Canada-based Descartes Systems Group, a major player in connecting logistics-focused businesses in commerce globally, has announced its acquisition of US-headquartered OCR Services (OCR), a provider of solutions and content for global trade compliance, for approximately US$90 million.

OCR specializes in offering solutions and content for export compliance and controlled commodities, aiding customers in streamlining and automating processes related to denied party screening, license procurement/management, and product classification.

“The OCR team brings a wealth of domain expertise in global trade compliance to Descartes, including experience leveraging artificial intelligence (AI) in the content management process. By adding OCR’s solutions and content to our Global Logistics Network, we see an opportunity to bring new functionality and enhanced content to our customers and partners around the world. With our combined solutions and team, we also see an opportunity to further penetrate markets in Europe and Asia,” stated Andrew Roszko, chief commercial officer at Descartes.

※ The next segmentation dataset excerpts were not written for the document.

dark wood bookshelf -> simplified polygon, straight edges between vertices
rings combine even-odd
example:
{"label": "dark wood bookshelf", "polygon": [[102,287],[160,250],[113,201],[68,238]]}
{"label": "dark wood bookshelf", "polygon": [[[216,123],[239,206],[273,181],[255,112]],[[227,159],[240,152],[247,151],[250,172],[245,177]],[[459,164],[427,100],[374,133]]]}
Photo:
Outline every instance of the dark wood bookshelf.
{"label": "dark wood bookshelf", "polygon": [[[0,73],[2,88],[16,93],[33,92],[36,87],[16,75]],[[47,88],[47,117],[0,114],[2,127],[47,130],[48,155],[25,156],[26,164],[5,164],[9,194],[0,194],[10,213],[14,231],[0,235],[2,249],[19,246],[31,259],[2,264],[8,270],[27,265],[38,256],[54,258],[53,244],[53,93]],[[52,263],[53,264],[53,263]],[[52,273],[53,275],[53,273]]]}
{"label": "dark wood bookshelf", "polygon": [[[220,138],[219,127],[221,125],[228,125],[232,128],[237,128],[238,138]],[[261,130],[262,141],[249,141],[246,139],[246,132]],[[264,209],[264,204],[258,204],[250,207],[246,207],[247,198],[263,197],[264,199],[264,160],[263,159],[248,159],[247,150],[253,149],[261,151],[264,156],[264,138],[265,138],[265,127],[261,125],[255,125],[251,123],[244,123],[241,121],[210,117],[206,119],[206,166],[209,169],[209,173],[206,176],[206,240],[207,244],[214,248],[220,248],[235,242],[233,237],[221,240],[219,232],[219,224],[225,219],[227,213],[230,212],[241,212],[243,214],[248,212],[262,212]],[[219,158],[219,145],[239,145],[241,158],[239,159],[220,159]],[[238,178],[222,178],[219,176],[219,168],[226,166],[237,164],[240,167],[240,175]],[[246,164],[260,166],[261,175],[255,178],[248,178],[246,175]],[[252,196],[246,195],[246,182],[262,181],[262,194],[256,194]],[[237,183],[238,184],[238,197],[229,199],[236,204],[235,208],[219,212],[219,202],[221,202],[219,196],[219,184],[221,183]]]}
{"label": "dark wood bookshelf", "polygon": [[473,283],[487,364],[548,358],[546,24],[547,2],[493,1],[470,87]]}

According to a statement, the core platform, GlobalEASE, is used by blue-chip, multinational organizations worldwide to ensure compliance with evolving regulations. Like Descartes, OCR monitors regulatory updates and enriches its trade data content libraries daily. The addition of OCR’s controlled export data is expected to enhance Descartes’ extensive global trade content library, benefiting customers and partners such as SAP and Oracle.

“We continue to invest in solutions and content to help our customers manage the complete lifecycle of shipments in what is an increasingly dynamic global regulatory environment. OCR complements our Global Trade Intelligence business, particularly our Visual Compliance and MK Data investments. We’re thrilled to welcome the OCR employees, customers and partners into the Descartes family,” commented Edward J. Ryan, Descartes’ CEO.